Regarding the Lighthouse Trails article, SPECIAL REPORT: Assemblies of God “Believe” Conference Makes Bold Move – Brings in Contemplative Key Player Ruth Haley Barton,” the General Superintendent of the AOG denomination, George O. Wood, has issued a response via e-email. Because this response has been sent out to an undisclosed number of people as a form letter, we consider this a public response; thus we are posting the entire response below. Dr. Wood has included a statement from “Dr. Jodi Detrick, chairperson for the Network for Women in Ministry, which is cohosting this gathering along with the Assemblies of God Theological Seminary.” Lighthouse Trails will be preparing its own public response to Dr. Wood and to Dr. Detrick. However, at this time, we are only posting their letter. We will say this, however: Dr. Detrick has attempted to insert an ad hominem argument of Pentecostalism vs. non-Pentecostalism; Lighthouse Trails will not be engaging in that discussion as the true issue at hand is contemplative spirituality versus the Gospel and the authenticity of the Cross:
From the General Superintendent
Ruth Haley Barton is the scheduled speaker for the evening gathering for female ministers at General Council. Below is a statement from the Task Force for this event and Dr. Jodi Detrick, chairperson for the Network for Women in Ministry, which is cohosting this gathering along with the Assemblies of God Theological Seminary. Dr. Detrick is an ordained minister and a respected religion columnist for the Seattle Times. She is also the spouse of Dr. Don Detrick, who serves as Secretary-Treasurer of the Northwest District of the AG and is the current leader of the AG Secretary/Treasurer’s Fellowship, as well as a member of the General Presbytery. I trust the response that she and her Task Force has provided will be helpful.
George O. Wood
We have received your inquiry regarding the guest speaker for the credentialed women in ministry event at General Council 2013. A couple of websites attempt to discredit Ruth Haley Barton (along with Beth Moore, Richard Foster, Dallas Willard, Moody Bible Institute, Focus on the Family, and many others—several of the most effective ministries and Christ-like teachers of the Word and of the Christian life today). These websites (which as far as we can tell are by non-Pentecostals) generally do not report their qualifications to do “research” and condemn her ministry specialty, contemplative prayer, (along with spiritual formation and direction—two other well-recognized forms of in-depth discipleship) as a false version of Christianity, more akin to something practiced in Eastern religions. Therefore, we want to respond to the issues at the root of this misunderstanding.
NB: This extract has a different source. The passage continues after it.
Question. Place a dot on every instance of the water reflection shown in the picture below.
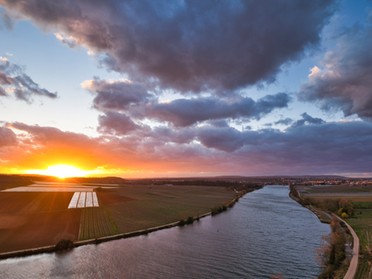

As people of Pentecost, we believe in a personal relationship with Jesus Christ, in a dynamic faith that can be experienced. Through the help of the Holy Spirit, we are called to share the Christ-life: to live like Jesus, to do the works of Jesus, and to know the Father as Jesus did—personally and intimately. One way to cultivate such intimacy is to quiet ourselves from all of the noise around (and within) us, and wait upon the Lord, in order to hear from Him. Such “tarrying” has a rich tradition within our Movement. Our early forebearers like Maria Woodworth-Etter and Smith Wigglesworth communed with the Lord like that, and as a result preached under a powerful anointing, while ministering with signs and wonders. The pursuit of communion with God through intimate, personal experience is a kind of spirituality that has been part of the Assemblies of God since the beginning, but sadly, the number of Christ-followers actually practicing it has declined over the years. Interestingly, today there is a growing hunger, even outside our Fellowship, for that kind of relationship and experience with God. Ruth Haley Barton is committed to helping people connect with Jesus Christ in a meaningful way, especially those who have been so busy serving Him that they’ve forgotten how important it is to really know Him, and to spend time with Him.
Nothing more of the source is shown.